Gains on an IRA are effectively tax free.
Consider a simple example. Suppose you put $1000 into a traditional IRA, By the time you withdraw it, the value of the account has doubled. You are in a 15% marginal tax bracket. For the purposes of this example, assume you are in the same tax bracket when you put the money in as when you take it out.
Scenario 1: You deposit $1000 to your IRA. It's tax deferred so you pay no tax at the time you deposit. When you withdraw the money it has doubled to $2000. You now pay 15%, or $300, leaving you $1700.
Scenario 2: Instead of depositing the money in an IRA, suppose there was some alternative account you could deposit money to where you pay taxes normally when you earn the money, but you pay no taxes on capital gains. I'm not saying there's any such tax law, just creating a hypothetical for comparison. So when you earn the $1000, you have to pay $150 in taxes, leaving $850. By the time you withdraw, it has doubled to $1700. You pay no taxes on the capital gain, so you are left with $1700. Note this is the same amount you had in scenario 1.

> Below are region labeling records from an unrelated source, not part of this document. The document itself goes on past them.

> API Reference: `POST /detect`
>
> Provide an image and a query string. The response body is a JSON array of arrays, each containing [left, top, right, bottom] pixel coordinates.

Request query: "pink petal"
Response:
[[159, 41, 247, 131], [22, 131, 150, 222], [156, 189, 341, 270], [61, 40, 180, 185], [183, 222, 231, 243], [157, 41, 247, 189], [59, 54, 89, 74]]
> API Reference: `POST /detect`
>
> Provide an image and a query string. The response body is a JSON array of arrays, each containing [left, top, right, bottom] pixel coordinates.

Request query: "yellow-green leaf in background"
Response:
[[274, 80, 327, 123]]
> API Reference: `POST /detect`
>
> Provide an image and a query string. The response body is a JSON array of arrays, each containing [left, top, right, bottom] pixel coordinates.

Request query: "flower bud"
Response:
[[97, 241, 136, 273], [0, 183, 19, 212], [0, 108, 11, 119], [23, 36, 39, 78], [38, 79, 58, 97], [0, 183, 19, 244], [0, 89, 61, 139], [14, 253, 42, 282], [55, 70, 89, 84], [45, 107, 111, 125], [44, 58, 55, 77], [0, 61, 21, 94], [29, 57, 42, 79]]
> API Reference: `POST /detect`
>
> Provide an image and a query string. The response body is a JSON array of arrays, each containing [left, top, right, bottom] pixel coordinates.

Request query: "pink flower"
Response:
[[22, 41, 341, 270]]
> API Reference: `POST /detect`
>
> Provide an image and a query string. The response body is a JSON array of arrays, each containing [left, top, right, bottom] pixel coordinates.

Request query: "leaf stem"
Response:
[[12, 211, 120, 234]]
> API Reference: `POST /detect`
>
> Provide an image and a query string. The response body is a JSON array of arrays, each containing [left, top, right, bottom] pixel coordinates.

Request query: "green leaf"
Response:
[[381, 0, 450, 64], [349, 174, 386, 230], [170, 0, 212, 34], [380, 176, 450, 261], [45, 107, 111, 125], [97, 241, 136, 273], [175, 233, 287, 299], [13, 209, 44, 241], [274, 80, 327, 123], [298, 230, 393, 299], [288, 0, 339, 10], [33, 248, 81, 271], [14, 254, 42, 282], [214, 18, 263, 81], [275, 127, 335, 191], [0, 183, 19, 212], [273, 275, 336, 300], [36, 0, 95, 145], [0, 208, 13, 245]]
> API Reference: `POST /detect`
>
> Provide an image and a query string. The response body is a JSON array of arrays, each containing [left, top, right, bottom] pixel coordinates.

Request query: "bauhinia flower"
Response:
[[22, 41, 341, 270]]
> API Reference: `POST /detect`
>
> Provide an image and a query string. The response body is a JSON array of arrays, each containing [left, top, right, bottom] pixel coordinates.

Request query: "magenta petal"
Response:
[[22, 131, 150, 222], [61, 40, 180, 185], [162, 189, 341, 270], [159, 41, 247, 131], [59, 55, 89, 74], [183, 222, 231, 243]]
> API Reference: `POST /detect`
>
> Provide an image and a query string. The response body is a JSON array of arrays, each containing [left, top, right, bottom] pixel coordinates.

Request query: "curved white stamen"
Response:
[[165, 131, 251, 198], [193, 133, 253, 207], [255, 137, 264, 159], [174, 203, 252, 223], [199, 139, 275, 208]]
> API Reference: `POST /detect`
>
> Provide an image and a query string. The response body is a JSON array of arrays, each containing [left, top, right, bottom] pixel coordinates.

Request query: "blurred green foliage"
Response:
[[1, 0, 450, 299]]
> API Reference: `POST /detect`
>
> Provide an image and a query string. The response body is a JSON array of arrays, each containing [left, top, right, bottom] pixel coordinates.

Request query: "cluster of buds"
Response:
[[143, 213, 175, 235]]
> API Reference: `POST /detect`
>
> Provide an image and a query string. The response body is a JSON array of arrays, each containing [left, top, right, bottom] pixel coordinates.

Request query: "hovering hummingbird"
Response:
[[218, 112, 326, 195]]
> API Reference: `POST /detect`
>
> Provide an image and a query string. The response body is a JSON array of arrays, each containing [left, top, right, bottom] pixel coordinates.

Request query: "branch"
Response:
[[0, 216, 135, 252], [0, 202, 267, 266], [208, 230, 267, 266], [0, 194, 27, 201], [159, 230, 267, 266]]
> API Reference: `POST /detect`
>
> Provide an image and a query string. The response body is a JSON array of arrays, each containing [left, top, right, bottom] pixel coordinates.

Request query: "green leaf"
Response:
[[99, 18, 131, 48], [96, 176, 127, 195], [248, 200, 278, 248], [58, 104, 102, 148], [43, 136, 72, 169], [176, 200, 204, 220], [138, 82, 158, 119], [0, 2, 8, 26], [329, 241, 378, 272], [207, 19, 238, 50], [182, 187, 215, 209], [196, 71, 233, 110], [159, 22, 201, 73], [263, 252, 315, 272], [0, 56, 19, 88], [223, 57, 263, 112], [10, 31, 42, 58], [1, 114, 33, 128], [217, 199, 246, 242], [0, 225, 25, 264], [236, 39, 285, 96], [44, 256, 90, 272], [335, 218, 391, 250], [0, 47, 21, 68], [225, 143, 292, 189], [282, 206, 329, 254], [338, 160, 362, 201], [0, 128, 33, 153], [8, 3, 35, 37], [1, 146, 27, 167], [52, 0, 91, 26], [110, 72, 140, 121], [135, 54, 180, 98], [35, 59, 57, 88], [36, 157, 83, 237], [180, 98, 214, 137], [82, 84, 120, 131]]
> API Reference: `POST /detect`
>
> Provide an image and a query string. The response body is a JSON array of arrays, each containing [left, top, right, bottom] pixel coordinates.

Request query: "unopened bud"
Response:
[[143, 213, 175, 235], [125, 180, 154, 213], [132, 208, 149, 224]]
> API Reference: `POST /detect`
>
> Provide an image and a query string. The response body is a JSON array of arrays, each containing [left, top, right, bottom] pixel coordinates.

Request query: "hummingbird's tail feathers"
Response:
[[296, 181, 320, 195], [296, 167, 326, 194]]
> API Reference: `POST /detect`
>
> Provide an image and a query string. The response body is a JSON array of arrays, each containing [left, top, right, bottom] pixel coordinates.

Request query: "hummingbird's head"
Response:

Instead of using sample numbers you could do a little algebra and you'd see that this is true regardless of the amount and the tax rate. So one way of looking at an IRA is to say that the net effect is that capital gains are tax free.
(Let P be the initial principle, r be the growth factor over the life of the investment, and t be the tax rate. Then in scenario 1, the amount of money you have at the end is P(100%-t)r. In scenario 2 it's Pr(100%-t). As multiplication is associative, these two will expressions are equal.)

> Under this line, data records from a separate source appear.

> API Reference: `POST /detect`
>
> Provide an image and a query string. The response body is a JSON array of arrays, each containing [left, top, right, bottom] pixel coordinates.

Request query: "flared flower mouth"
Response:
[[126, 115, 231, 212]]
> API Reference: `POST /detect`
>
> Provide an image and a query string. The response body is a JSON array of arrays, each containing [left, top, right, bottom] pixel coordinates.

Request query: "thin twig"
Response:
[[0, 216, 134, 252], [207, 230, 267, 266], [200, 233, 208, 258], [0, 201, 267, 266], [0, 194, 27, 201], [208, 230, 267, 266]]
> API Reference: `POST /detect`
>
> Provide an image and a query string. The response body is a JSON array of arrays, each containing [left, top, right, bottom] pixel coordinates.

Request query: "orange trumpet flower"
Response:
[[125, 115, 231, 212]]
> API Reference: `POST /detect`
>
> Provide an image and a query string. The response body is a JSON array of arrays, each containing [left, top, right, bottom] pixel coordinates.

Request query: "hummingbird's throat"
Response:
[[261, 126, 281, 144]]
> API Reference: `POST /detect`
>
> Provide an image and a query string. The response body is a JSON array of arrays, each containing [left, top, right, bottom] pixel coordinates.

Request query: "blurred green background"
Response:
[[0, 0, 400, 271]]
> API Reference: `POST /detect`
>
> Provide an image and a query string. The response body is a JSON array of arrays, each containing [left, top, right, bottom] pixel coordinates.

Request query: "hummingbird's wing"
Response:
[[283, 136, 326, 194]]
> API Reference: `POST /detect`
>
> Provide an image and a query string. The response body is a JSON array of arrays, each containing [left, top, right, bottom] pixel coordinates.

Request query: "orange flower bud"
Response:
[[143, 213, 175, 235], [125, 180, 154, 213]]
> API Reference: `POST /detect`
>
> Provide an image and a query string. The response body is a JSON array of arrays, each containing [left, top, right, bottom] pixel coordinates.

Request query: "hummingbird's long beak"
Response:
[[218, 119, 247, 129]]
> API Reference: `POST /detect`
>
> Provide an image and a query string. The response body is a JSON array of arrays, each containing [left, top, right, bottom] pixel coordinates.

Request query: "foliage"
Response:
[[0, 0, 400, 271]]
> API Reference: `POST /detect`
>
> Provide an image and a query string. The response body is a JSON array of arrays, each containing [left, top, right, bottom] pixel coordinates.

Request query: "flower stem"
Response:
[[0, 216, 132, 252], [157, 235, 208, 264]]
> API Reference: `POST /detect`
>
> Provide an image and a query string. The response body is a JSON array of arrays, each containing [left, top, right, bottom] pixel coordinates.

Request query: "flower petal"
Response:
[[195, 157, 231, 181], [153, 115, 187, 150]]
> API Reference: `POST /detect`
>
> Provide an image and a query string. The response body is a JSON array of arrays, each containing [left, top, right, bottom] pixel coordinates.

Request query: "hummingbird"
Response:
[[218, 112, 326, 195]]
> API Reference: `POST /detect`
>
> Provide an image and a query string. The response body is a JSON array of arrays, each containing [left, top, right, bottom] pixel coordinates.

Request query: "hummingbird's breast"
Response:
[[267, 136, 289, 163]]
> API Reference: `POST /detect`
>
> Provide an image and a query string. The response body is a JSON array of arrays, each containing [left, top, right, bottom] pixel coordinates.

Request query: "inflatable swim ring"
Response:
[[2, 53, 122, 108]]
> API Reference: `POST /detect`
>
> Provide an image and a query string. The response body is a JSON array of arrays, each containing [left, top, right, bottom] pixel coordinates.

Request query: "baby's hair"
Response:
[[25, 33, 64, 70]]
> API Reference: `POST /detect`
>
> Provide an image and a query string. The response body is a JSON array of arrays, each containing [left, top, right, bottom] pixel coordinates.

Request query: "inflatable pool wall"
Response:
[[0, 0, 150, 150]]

Oh, and note that my scenario 2 is basically how a Roth IRA works, so there really is such an account. They just don't describe it that way.

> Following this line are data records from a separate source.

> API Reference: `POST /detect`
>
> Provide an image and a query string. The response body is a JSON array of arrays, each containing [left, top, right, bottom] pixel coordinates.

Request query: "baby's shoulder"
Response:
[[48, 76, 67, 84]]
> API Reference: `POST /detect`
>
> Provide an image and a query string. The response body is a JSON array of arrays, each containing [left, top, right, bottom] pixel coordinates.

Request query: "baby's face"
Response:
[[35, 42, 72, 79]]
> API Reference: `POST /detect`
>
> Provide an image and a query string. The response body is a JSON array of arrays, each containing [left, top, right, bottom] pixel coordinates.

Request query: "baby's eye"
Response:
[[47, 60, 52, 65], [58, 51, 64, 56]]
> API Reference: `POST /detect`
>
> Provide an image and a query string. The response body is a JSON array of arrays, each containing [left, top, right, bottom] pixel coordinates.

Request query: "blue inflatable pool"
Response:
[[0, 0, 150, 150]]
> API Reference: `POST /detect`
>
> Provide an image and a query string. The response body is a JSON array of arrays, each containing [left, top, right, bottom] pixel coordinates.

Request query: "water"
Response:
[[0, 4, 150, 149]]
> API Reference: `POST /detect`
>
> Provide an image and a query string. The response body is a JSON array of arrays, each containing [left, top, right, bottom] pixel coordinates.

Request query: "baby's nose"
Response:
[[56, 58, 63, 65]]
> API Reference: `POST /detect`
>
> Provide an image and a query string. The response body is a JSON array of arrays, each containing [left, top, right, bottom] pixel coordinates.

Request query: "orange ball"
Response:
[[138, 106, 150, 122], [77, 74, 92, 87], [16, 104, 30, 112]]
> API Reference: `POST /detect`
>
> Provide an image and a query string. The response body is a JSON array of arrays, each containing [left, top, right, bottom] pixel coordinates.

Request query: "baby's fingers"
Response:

BTW, a crucial assumption in this example is that your tax rate when you put the money in is the same as your tax rate when you take it out. For most people, that assumption is NOT valid. Most of us are in a higher tax bracket when we're working than when we retire. So by deferring taxes until you retire, even if you did pay taxes on the increase, you'd still be better off because you'd be paying taxes at a lower rate.